Using Real Option Techniques in Appraisal to Value the Options Provided by Transport Networks.
A Cartea, A Meaney, C Riley, Oxera Consulting Ltd, UK; T Worsley, H Zamani, Department for Transport, UK
Transport networks provide value over and above user benefits by providing insurance against uncertain journey times and trip patterns. This paper examines whether this value can be captured using real option valuation techniques.
Those involved in transport modelling and appraisal are accustomed to assuming that users of transport networks choose between modes based on their relative generalised costs. Introducing a new mode, or enhancing an existing one changes this balance, and generates benefits, and it is the task of appraisal to seek to capture the expected value of these benefits.
However, in a world of uncertainty, the costs of using particular modes may vary, and in these circumstances the existence of modes provides value?even if users don?t expect to use them. For example, regular journeys can suffer from poor performance or unavailability of the preferred mode. At times of poor performance or unavailability, an alternative mode with a higher average generalised cost may be chosen if the generalised cost of the preferred mode rises above this level. By providing this option to the user of the preferred mode, the alternative mode is valued over and above its expected user benefits.
In addition, since journey patterns over time are uncertain, a regular user (eg, a commuter) of a mode values its operation outside of normal usage times (eg, at the weekends). Again, this option to the user has a value over and above expected user benefits.
Laird and Geurs presented a paper at the 2007 ETC, which summarised the evidence from around the world on option (and non-use) values associated with transport networks. Option values are provided by transport networks that offer alternative means of making a journey, or enable unexpected trip making. Non-use values reflect the importance to someone of transport services that they may never use. Both of these aspects were shown to be important in appraisal, with option and non-use values recommended in the paper representing 5-10% of the present value of benefits associated with a railway line reopening.
However, the evidence base available to the authors was limited?only six stated preference studies have been carried out to estimate transport option and/or non-use values, and of these only two distinguished between option and non-use values. Furthermore, the evidence base is mostly focused on the option and non-use values associated with bus or rail services, from the perspective of the household. So, options provided by roads, diversionary routes for rail freight, and taxi services for example, were not valued.
This paper examines the feasibility of using techniques developed to value financial and real options in transport appraisal. Financial options are derivative securities traded on financial markets, which give the bearer the right, but not the obligation to buy or sell an underlying asset at a point in the future. Real options (so called because they relate to ?real? situations or decisions, as opposed to financial assets) have become an important element of the economics of investment appraisal, and recognise the flexibility inherent in many assets, and the insurance this provides against uncertainty.
Just like real options, transport networks give users the right, but not the obligation to use them at some point in the future, at a given generalised cost. With data on the generalised costs of the two modes, and on the variability of generalised cost of the preferred mode, the value of the option provided by the alternative mode can be valued using real options techniques.
Similarly, since there is uncertainty about how often a user will need to travel, transport networks provide option value through enabling unexpected trip making.
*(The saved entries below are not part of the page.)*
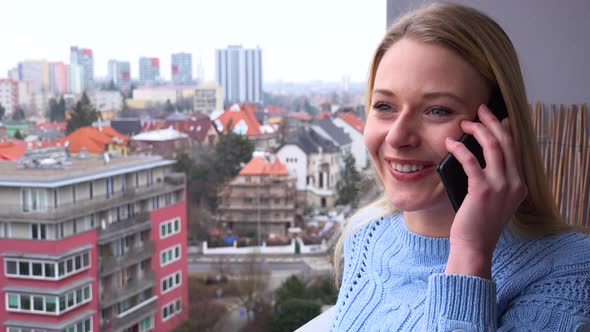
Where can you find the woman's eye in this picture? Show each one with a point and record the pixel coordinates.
(439, 111)
(382, 107)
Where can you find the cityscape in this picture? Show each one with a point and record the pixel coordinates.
(191, 167)
(138, 203)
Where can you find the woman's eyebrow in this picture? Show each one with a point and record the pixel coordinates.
(434, 95)
(385, 92)
(428, 95)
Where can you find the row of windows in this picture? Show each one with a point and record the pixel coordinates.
(49, 305)
(35, 199)
(171, 309)
(146, 324)
(249, 200)
(170, 227)
(84, 325)
(47, 270)
(81, 326)
(171, 281)
(169, 255)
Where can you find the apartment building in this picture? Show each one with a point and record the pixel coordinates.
(92, 243)
(261, 198)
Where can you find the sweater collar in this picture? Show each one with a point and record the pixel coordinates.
(430, 246)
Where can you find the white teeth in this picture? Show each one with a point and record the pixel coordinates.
(406, 168)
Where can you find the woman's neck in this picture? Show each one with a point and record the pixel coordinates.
(434, 222)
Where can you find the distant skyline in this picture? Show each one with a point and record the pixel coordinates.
(301, 41)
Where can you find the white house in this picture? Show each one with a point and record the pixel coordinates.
(313, 160)
(354, 127)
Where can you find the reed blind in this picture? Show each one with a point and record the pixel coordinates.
(563, 134)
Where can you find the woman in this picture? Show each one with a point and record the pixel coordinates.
(505, 260)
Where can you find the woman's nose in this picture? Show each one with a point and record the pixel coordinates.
(403, 132)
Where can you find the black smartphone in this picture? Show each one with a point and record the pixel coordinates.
(450, 170)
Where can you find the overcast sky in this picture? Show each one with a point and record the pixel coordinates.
(301, 40)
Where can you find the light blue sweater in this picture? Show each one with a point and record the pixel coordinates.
(394, 281)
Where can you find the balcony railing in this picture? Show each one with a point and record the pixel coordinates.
(131, 317)
(137, 254)
(254, 206)
(138, 223)
(66, 211)
(112, 295)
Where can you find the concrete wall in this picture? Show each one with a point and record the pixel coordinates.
(550, 37)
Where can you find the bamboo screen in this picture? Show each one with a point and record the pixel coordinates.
(563, 135)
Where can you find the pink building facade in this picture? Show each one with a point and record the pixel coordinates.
(99, 246)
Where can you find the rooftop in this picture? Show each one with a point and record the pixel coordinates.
(81, 169)
(353, 121)
(336, 133)
(260, 166)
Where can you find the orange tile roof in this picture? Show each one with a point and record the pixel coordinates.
(235, 115)
(92, 139)
(323, 115)
(300, 116)
(352, 120)
(259, 166)
(12, 150)
(61, 126)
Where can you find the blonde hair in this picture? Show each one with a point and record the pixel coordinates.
(480, 41)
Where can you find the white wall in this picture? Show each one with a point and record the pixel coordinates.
(358, 149)
(296, 168)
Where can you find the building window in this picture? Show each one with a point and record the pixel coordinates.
(150, 177)
(46, 304)
(38, 231)
(34, 199)
(84, 325)
(146, 324)
(169, 227)
(110, 183)
(170, 282)
(33, 269)
(171, 309)
(169, 255)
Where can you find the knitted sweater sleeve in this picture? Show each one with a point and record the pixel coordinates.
(559, 301)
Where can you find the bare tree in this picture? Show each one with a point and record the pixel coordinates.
(251, 285)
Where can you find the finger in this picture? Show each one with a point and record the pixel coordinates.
(466, 159)
(489, 119)
(492, 151)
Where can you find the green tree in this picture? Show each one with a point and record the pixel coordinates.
(83, 115)
(232, 152)
(348, 185)
(168, 107)
(294, 313)
(18, 135)
(57, 110)
(19, 114)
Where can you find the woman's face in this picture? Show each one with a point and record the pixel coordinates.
(421, 94)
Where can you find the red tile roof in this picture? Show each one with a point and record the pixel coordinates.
(12, 150)
(241, 113)
(195, 128)
(352, 120)
(300, 116)
(61, 126)
(92, 139)
(260, 166)
(323, 115)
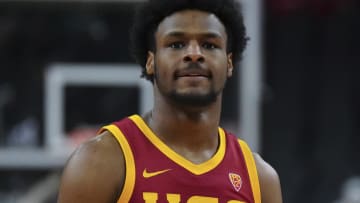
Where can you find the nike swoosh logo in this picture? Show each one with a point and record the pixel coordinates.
(147, 174)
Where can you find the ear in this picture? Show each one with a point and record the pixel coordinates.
(230, 66)
(150, 63)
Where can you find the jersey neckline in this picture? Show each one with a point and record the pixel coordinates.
(196, 169)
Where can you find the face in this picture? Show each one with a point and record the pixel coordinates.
(190, 65)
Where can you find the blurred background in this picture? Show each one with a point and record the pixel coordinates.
(309, 110)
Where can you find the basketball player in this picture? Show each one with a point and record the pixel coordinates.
(177, 153)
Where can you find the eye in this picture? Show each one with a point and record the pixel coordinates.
(177, 45)
(208, 45)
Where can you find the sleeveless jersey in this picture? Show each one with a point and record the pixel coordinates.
(157, 174)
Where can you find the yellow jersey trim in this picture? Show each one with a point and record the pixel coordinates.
(253, 175)
(129, 183)
(196, 169)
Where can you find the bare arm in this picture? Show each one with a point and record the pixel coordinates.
(269, 182)
(94, 173)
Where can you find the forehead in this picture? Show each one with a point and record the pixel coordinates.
(191, 22)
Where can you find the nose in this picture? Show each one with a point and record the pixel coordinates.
(193, 53)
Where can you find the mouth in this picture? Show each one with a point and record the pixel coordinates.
(193, 73)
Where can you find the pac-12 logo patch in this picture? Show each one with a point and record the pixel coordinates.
(236, 181)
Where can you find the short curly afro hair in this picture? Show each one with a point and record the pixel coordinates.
(150, 14)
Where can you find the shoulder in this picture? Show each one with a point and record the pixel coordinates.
(95, 171)
(269, 181)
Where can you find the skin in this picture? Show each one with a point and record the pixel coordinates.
(96, 171)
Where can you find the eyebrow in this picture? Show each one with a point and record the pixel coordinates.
(182, 34)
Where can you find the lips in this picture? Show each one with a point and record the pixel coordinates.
(192, 72)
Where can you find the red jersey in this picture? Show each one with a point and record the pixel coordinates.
(157, 174)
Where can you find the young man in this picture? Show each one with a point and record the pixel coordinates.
(176, 153)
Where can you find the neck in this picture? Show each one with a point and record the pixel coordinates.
(182, 127)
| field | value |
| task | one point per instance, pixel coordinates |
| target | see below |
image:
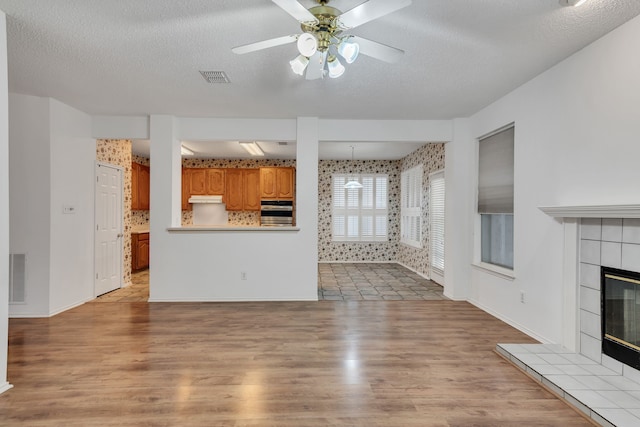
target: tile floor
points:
(336, 282)
(389, 281)
(605, 396)
(137, 292)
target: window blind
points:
(411, 208)
(359, 214)
(436, 207)
(495, 173)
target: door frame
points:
(120, 170)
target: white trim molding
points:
(592, 211)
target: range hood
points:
(205, 199)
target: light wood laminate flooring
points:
(325, 363)
(336, 282)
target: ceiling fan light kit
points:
(322, 38)
(307, 44)
(336, 69)
(348, 50)
(299, 64)
(571, 3)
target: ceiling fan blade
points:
(378, 50)
(368, 11)
(315, 69)
(264, 44)
(295, 9)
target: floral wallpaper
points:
(431, 156)
(140, 219)
(357, 251)
(117, 152)
(235, 218)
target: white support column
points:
(165, 193)
(307, 193)
(4, 206)
(570, 286)
(459, 198)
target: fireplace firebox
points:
(621, 315)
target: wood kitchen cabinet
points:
(198, 182)
(140, 186)
(202, 182)
(139, 251)
(186, 183)
(242, 189)
(277, 183)
(216, 181)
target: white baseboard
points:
(69, 307)
(511, 323)
(314, 298)
(4, 387)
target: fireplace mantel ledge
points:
(592, 211)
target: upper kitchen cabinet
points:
(277, 182)
(202, 182)
(215, 181)
(197, 182)
(140, 186)
(242, 189)
(186, 183)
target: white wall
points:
(73, 154)
(576, 143)
(280, 265)
(52, 163)
(206, 266)
(29, 200)
(4, 205)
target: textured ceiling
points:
(138, 57)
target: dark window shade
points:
(495, 173)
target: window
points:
(360, 214)
(495, 198)
(411, 207)
(436, 219)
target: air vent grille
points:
(215, 76)
(17, 277)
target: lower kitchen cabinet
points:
(139, 251)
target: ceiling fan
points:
(323, 39)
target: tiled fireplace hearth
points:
(604, 389)
(608, 242)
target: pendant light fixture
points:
(353, 183)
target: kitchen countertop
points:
(201, 228)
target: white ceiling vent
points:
(215, 76)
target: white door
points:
(108, 238)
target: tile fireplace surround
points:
(605, 390)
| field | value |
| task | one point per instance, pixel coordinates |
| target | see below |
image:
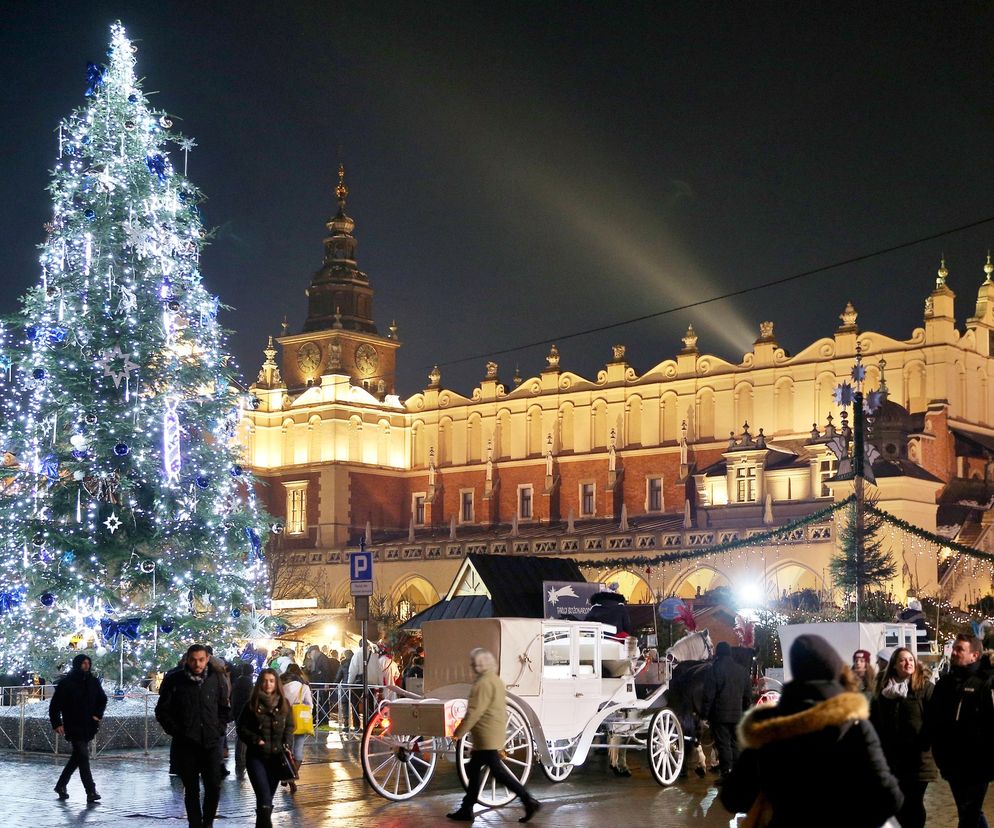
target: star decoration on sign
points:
(843, 395)
(873, 401)
(110, 355)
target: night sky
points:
(520, 172)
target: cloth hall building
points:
(696, 452)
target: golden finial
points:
(942, 273)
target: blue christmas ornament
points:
(50, 467)
(56, 335)
(94, 78)
(156, 164)
(254, 539)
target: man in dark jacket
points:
(727, 695)
(609, 608)
(241, 689)
(960, 722)
(807, 761)
(193, 708)
(75, 712)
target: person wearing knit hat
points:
(864, 671)
(75, 713)
(727, 693)
(808, 758)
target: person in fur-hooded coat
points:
(807, 759)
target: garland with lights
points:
(715, 549)
(127, 524)
(925, 535)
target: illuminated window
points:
(296, 507)
(654, 494)
(466, 506)
(587, 499)
(525, 502)
(745, 484)
(827, 469)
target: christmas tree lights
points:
(126, 519)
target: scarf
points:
(895, 689)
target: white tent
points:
(846, 638)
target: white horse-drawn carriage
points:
(570, 688)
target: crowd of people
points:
(268, 698)
(844, 734)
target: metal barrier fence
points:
(129, 722)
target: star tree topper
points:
(110, 355)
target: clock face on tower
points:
(309, 357)
(366, 359)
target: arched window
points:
(566, 427)
(598, 425)
(705, 414)
(474, 439)
(536, 443)
(418, 460)
(634, 430)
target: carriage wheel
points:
(397, 766)
(516, 755)
(665, 747)
(562, 752)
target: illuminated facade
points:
(696, 451)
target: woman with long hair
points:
(297, 691)
(266, 728)
(897, 711)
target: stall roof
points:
(499, 586)
(462, 606)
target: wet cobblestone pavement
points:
(138, 793)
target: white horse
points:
(695, 646)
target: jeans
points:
(491, 759)
(298, 747)
(195, 762)
(969, 796)
(79, 758)
(912, 813)
(262, 772)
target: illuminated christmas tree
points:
(127, 525)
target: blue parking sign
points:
(361, 566)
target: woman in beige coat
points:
(486, 719)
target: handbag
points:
(303, 717)
(286, 767)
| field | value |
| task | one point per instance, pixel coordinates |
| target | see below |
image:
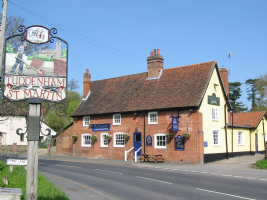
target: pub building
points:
(181, 113)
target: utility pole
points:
(2, 31)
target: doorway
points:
(256, 144)
(137, 143)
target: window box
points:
(119, 140)
(126, 136)
(169, 136)
(186, 136)
(152, 117)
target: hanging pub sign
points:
(100, 127)
(35, 65)
(175, 123)
(179, 143)
(213, 100)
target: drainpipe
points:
(264, 136)
(225, 127)
(232, 133)
(144, 115)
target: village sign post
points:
(37, 78)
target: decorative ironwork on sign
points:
(33, 70)
(213, 100)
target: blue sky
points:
(114, 37)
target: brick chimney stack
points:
(86, 83)
(225, 80)
(154, 64)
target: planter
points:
(186, 136)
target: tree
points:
(252, 92)
(235, 94)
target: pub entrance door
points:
(137, 143)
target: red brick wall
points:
(189, 122)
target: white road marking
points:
(153, 180)
(224, 194)
(108, 171)
(67, 166)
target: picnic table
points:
(151, 157)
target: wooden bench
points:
(155, 158)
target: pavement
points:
(238, 167)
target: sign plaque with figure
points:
(35, 65)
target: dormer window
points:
(86, 121)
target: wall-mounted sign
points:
(175, 123)
(179, 143)
(100, 127)
(148, 140)
(32, 70)
(213, 100)
(205, 144)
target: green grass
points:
(17, 179)
(261, 164)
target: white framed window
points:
(118, 140)
(117, 119)
(86, 121)
(160, 141)
(240, 138)
(263, 137)
(215, 114)
(216, 138)
(103, 140)
(152, 117)
(86, 140)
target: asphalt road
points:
(108, 181)
(85, 178)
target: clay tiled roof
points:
(177, 87)
(251, 119)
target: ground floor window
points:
(119, 140)
(86, 140)
(104, 141)
(160, 141)
(240, 138)
(216, 138)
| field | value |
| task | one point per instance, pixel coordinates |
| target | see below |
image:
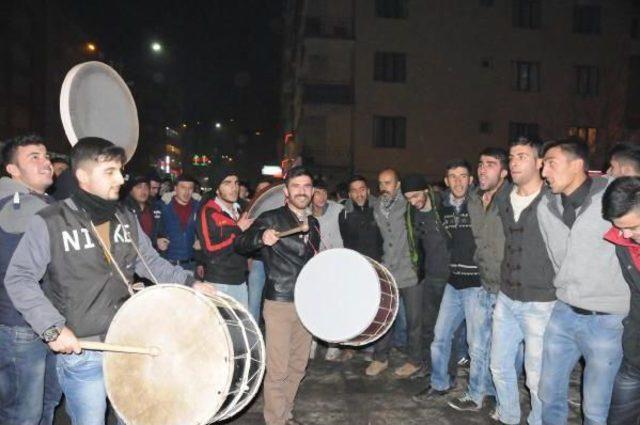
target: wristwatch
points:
(51, 334)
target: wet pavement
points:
(341, 394)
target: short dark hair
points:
(95, 149)
(11, 147)
(356, 178)
(628, 153)
(297, 171)
(499, 154)
(621, 197)
(534, 144)
(573, 146)
(456, 163)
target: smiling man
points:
(621, 206)
(73, 247)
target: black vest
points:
(80, 281)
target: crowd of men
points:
(525, 265)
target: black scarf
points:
(99, 210)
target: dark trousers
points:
(422, 303)
(625, 401)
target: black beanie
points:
(220, 173)
(413, 183)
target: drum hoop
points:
(204, 298)
(241, 399)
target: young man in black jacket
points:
(621, 206)
(288, 342)
(74, 246)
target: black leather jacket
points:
(284, 260)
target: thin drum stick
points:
(101, 346)
(302, 228)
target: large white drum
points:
(211, 360)
(344, 297)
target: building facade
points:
(411, 84)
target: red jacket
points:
(216, 232)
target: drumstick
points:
(101, 346)
(304, 227)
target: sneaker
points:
(406, 370)
(429, 394)
(333, 354)
(376, 368)
(464, 404)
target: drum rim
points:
(207, 416)
(241, 401)
(65, 96)
(371, 317)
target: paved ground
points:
(340, 394)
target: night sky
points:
(221, 58)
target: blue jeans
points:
(80, 376)
(625, 401)
(237, 292)
(513, 323)
(569, 336)
(476, 305)
(29, 390)
(256, 281)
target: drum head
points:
(190, 379)
(96, 102)
(337, 295)
(269, 199)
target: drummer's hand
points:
(206, 288)
(163, 244)
(244, 222)
(269, 237)
(66, 342)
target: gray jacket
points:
(587, 270)
(330, 236)
(395, 250)
(488, 233)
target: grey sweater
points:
(395, 251)
(587, 270)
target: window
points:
(396, 9)
(390, 67)
(588, 134)
(485, 127)
(586, 19)
(526, 76)
(389, 132)
(587, 80)
(527, 13)
(523, 129)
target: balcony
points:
(325, 27)
(336, 94)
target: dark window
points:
(391, 9)
(390, 67)
(586, 19)
(588, 134)
(526, 76)
(527, 13)
(523, 129)
(389, 132)
(587, 80)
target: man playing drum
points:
(288, 342)
(82, 249)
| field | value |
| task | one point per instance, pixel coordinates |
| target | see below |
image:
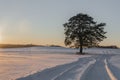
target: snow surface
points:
(21, 62)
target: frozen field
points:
(53, 63)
For leisure journeys, for example, there is a range of values of expected benefits associated with a particular destination, and with data on these values, and the generalised cost of the transport link to that destination, an option value can be generated using real options techniques.
This paper answers the following questions:
· What are the assumptions behind the valuation of financial options, and how are these altered for valuing real options?
· How well does this framework fit with the option and non-use values attributed to transport networks and can it be altered if necessary?
· Can the framework be applied to the case study in the Laird/Geurs paper?
· Are there further applications of this approach that provide insights across a wide range of transport contexts?
The paper will compare and contrast valuations obtained from the existing transport literature with indicative values from the financial/real options valuation approach, and will conclude with thoughts on the implications for appraisal.